The problem was caused after traffic routers underwent a software update at the same time as data was being shifted between data centers.
Explaining the incidence on the Google Cloud status page, the company said: “The incident was triggered by a periodic maintenance procedure in which Google engineers move App Engine applications between datacenters in US-CENTRAL in order to balance traffic more evenly.
“As part of this procedure, we first move a proportion of apps to a new datacenter in which capacity has already been provisioned. We then gracefully drain traffic from an equivalent proportion of servers in the downsized datacenter in order to reclaim resources. The applications running on the drained servers are automatically rescheduled onto different servers.
“During this procedure, a software update on the traffic routers was also in progress, and this update triggered a rolling restart of the traffic routers.
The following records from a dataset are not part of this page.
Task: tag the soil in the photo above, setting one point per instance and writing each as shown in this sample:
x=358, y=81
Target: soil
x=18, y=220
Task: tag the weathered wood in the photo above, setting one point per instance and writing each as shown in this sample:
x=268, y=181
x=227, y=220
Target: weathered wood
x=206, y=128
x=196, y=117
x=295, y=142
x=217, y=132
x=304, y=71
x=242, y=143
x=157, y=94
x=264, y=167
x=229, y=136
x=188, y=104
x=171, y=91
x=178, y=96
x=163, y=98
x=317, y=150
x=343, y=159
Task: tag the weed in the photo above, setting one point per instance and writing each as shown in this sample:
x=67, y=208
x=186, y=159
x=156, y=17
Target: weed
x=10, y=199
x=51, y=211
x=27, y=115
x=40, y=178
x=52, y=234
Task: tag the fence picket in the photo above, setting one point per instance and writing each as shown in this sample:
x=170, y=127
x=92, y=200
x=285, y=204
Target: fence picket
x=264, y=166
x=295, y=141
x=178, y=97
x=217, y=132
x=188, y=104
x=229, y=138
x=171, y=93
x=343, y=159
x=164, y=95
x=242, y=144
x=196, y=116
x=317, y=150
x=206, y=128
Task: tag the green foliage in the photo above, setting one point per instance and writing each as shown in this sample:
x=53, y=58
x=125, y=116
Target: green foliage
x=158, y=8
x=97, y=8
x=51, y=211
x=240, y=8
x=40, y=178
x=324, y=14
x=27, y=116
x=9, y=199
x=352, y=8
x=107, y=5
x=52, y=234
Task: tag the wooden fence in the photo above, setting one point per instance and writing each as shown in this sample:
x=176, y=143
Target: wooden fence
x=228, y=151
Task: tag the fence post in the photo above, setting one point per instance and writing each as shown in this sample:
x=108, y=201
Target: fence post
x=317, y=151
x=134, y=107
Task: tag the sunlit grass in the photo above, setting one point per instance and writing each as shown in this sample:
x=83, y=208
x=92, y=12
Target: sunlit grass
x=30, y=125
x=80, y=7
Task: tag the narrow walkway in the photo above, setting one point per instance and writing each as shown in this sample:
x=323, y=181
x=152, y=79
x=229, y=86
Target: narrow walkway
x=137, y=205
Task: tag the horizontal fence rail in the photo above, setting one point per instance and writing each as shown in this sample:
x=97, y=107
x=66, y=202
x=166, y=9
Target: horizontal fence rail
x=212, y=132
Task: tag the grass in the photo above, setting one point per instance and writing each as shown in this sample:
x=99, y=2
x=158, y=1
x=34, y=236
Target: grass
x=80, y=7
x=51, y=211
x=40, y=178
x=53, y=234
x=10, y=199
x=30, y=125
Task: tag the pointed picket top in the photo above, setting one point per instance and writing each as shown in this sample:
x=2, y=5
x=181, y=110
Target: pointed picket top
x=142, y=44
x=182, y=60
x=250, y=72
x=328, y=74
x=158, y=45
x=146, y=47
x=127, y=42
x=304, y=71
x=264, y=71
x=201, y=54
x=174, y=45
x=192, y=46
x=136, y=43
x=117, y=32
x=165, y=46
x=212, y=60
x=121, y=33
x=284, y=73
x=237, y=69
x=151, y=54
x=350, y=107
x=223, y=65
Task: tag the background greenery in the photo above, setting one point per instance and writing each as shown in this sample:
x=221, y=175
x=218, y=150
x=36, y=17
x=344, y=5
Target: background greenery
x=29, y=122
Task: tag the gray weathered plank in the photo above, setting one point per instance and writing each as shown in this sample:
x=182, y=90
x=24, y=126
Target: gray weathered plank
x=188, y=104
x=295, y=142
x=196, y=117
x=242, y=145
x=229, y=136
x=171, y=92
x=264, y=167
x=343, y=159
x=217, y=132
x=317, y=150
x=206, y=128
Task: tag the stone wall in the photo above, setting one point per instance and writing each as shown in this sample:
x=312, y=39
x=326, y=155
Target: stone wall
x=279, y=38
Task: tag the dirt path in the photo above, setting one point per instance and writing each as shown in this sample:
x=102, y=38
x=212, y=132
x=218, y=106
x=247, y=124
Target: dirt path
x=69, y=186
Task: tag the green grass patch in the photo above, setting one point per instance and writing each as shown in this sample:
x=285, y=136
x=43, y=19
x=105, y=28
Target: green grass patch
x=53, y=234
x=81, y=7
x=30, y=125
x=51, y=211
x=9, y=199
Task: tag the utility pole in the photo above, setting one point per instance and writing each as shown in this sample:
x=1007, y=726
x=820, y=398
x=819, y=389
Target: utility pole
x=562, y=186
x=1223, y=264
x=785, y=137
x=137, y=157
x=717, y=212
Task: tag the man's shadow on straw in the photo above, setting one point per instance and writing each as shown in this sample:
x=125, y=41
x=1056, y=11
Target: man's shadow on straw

This temporarily diminished the available router capacity.”
21 percent of Google App Engine applications hosted in the Central region saw error rates above ten percent, while 16 percent of applications saw lower rates of errors. The issue lasted from 13:13 to 15:00 PDT.
Google said that the App Engine automatically redirected requests to other data centers to reduce the overload, and that engineers manually redirected traffic at 13:56. Fixing a a configuration error that caused an imbalance of traffic in the other data centers fully resolved the incident.
The company said that it has added more traffic routing capacity in order to prevent similar issues from occuring in the future. “We will also change how applications are rescheduled so that the traffic routers are not called and also modify that the system’s retry behavior so that it cannot trigger this type of failure.
“We know that you rely on our infrastructure to run your important workloads and that this incident does not meet our bar for reliability. For that we apologize.”